Re: Essential Fellini

#273 Post by OldBobbyPeru » Sun Feb 28, 2021 8:32 pm

FrauBlucher wrote:
Sun Feb 28, 2021 9:13 am
I’m surprised they put the doc Felini: I’m a Born Liar on the first disc with Variety Lights
It had to go somewhere. It's really a stand alone doc, whereas 'Ciao, Federico' is basically about shooting Satyricon, so I left it with the extras for that film. What I've been doing is to watch the films in chronological order, and watching film specific extras after that film. The stand alone docs I watch when the mood strikes. I ripped the entire set to my Plex server, and made a playlist of all my Fellini works. So my Fellini retrospective (Which I've been stretching out for months--I don't want it to end) started with Variety Lights, and now is ready for Casanova. It will end with The Voice of the Moon. Then I'll start over. :)

I'm so glad that Criterion did this set, it's amazing. I have this plus copies of all the works that weren't included due to rights issues. I highly recommend gathering those as it's helpful to fill in the blanks that the non-included works create. Between Amarcord and E la nave va is a gap of ten years that is when he made Casanova, Orchestra Rehearsal, and City of Women.

User avatar
schellenbergk
Joined: Fri Dec 21, 2018 12:03 pm

Re: Essential Fellini

#274 Post by schellenbergk » Thu Mar 04, 2021 9:07 am

CSM126 wrote:
Sat Feb 27, 2021 9:38 pm
In order, saving the extras. Also: slowly
We instituted “Fellini Fridays” at our house back in January! So we’re slowly getting through the set. By we I am including my subtitle averse spouse. For Fellini an exception to the “no subtitles for joint viewing” rule has been made. However, I can’t get my spouse to watch the extras ever so I will loop back and watch those after we finish.

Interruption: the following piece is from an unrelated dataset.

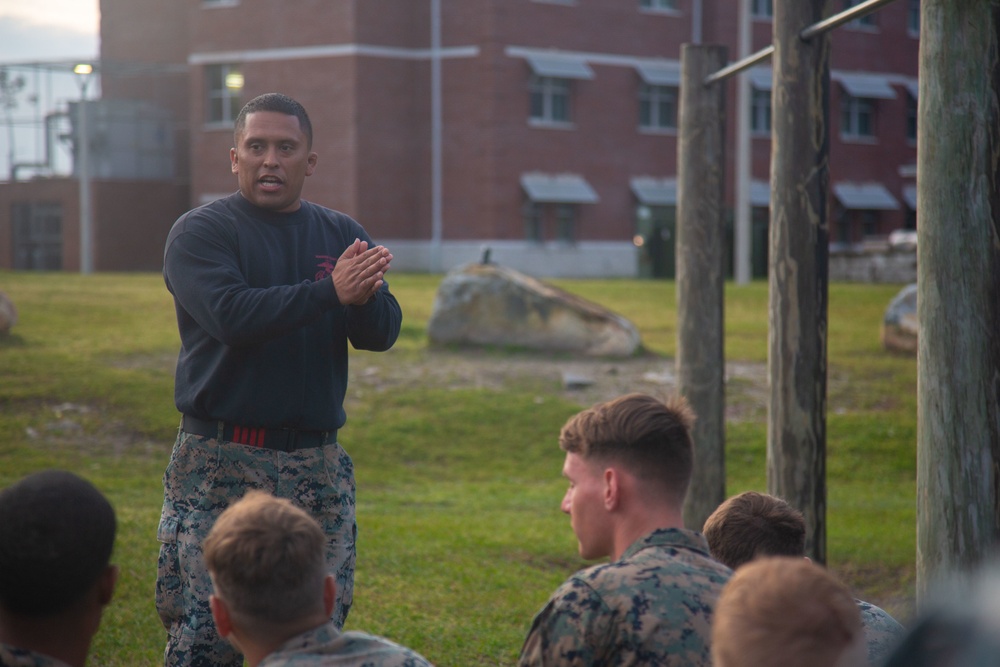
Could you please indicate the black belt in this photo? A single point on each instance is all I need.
(281, 439)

We are going in order- watched Satyricon last Friday - better than I remembered. Roma is on tap for tomorrow - and I am sneaking the new Kino Casanova into the set in its proper chronological place - after Amarcord if my info is correct.

The only film that disappointed was La Dolce Vita - for some reason neither of us enjoyed this one. Not sure why...

Cokelike
Joined: Wed Mar 24, 2021 1:40 pm

Re: Essential Fellini

#275 Post by Cokelike » Wed Mar 24, 2021 2:00 pm

Hi all,

We are watching in order here also, every Saturday night. And, yes, I had to spring for all the other blu rays to complete my collection. (Except for Fred and Ginger and I still would like to get Spirits of the Dead, but I have a TCM airing of that on dvdr). We finished La Dolce Vita last Saturday.

Overall, absolutely thrilled with this set, and floored by the transfers. I had no idea how good these old films could look. And many of them I'd never seen before. Its been so wonderful to discover how great they all are. Especially Nights of Cabiria.

Quick question for those who may have an idea. Why is the doctor who treated the suicidal girlfriend in La Dolce Vita putting on his shoes when Marcello enters. Is it because he changed his shoes after the girl threw up on them?